Employment tribunal did not err in law by removing a discrimination issue or excluding reply statement passages.
The Employment Appeal Tribunal has dismissed both grounds of appeal in Mulumba v Partners Group (UK) Ltd & Anor, confirming that the Employment Tribunal committed no error of law in two case management decisions made during a final liability hearing: the removal of a specific direct discrimination allegation from the list of issues, and the exclusion of several passages from the claimant's reply witness statement.
Ms Mulumba was engaged by Partners Group USA Inc on an MBA Associate Programme from August 2015. Following rotations in the United States and Switzerland, she transferred to London in March 2017. When her employment terminated on 31 August 2018, she brought claims including direct sex and race discrimination, automatic unfair dismissal on whistleblowing grounds, ordinary unfair dismissal, and protected disclosure detriment.
A substantial preliminary dispute concerned territorial jurisdiction and the basis on which Ms Mulumba's employment had continued beyond the normal two-year maximum of the Associate Programme. The respondents described this extended period as an "Accommodation Period", a characterisation Ms Mulumba strongly contested. Through two preliminary hearings and a successful respondents' appeal to the EAT, the tribunal ultimately fixed 7 September 2017 as the date from which UK jurisdiction was established.
The July 2018 meeting issue
The agreed list of issues had included an allegation — carried verbatim from the claim form — that Ms Mulumba had been told disingenuously at a meeting in July 2018 that her contract was ending by prior agreement when no such agreement had existed. By the time of the liability hearing, the respondents had removed this issue on the basis that the territorial jurisdiction judgements had already resolved the underlying factual dispute.
Employment Judge Nicolle's tribunal agreed, characterising inclusion of the issue as a transparent attempt to circumvent the prior rulings on the Accommodation Period.

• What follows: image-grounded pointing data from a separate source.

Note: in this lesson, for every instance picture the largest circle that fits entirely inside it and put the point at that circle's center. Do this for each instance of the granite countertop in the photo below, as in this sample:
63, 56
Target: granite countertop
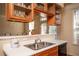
25, 51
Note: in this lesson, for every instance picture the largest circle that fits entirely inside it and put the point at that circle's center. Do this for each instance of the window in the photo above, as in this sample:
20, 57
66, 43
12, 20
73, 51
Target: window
76, 26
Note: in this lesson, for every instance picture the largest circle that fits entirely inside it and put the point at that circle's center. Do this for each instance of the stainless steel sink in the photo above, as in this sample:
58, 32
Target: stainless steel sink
38, 46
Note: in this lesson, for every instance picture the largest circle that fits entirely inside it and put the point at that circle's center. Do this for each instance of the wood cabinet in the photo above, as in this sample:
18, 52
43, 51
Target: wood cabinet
20, 12
62, 49
56, 10
24, 12
50, 52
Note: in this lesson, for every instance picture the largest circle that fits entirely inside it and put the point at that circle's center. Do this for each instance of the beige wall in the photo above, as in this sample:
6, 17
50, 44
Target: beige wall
67, 29
7, 26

HHJ Tayler upheld that decision, though primarily on a narrower procedural ground: counsel then representing Ms Mulumba had not argued, when contending for reinstatement of the issue, that the relevant factual findings were unnecessary to the jurisdiction determination. That point could not be raised for the first time on appeal, following the principle in Secretary of State for Health v Rance [2007] IRLR 665. The EAT also noted that the tribunal had in any event determined the dismissal was not discriminatory, and the same factual ground was covered in the unfair dismissal analysis, leaving no realistic prospect that the issue, had it remained, would have been decided in Ms Mulumba's favour.
Exclusion of reply witness statement passages
Both parties had been permitted to serve reply witness statements. Several passages of Ms Mulumba's reply — served a little under a fortnight before the liability hearing — were excluded by the tribunal.

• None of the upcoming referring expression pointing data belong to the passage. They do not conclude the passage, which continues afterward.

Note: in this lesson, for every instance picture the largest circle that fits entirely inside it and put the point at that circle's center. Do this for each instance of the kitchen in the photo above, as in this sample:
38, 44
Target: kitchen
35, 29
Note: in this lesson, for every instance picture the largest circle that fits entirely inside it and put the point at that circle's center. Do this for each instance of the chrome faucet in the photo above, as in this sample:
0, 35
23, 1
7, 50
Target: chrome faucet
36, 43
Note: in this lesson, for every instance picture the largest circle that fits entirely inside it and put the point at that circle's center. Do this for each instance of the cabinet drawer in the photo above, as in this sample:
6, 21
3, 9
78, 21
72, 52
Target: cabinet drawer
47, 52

Paragraphs 17 to 19 described what Ms Mulumba characterised as a "caste system" defined by ethnicity, and criticised the respondents' approach to employee benefits and visa support. The tribunal found these to be new matters outside the pleaded case, not genuine replies to the respondents' witness evidence. Paragraph 20 detailed the departure of four Black colleagues from the Associate Programme intake. The tribunal excluded this on the basis that the respondents would be significantly prejudiced without the opportunity to adduce evidence about those individuals' circumstances. Paragraph 31 raised, for the first time, an incident of alleged racial profiling by reception staff at Heron Tower in July 2017, with the only conduct attributable to the respondent being an asserted failure by a manager not otherwise named in the proceedings to arrange a meeting.
HHJ Tayler endorsed the tribunal's reasoning on each exclusion. Applying HSBC Asia Holdings BV v Gillespie [2011] ICR 192, he reiterated that whilst relevant evidence should generally be admitted in discrimination claims, courts must be prepared to exclude material that is insufficiently relevant and risks obscuring the essential issues. Critically, he observed that it is often claimants who suffer most when marginal evidence is admitted in bulk, as volume can dilute rather than illuminate genuine complaints. The tribunal had not adopted an all-or-nothing approach: it had permitted evidence concerning a "black face" photograph from the Zug office, demonstrating a calibrated exercise of discretion.
Both grounds of appeal were dismissed.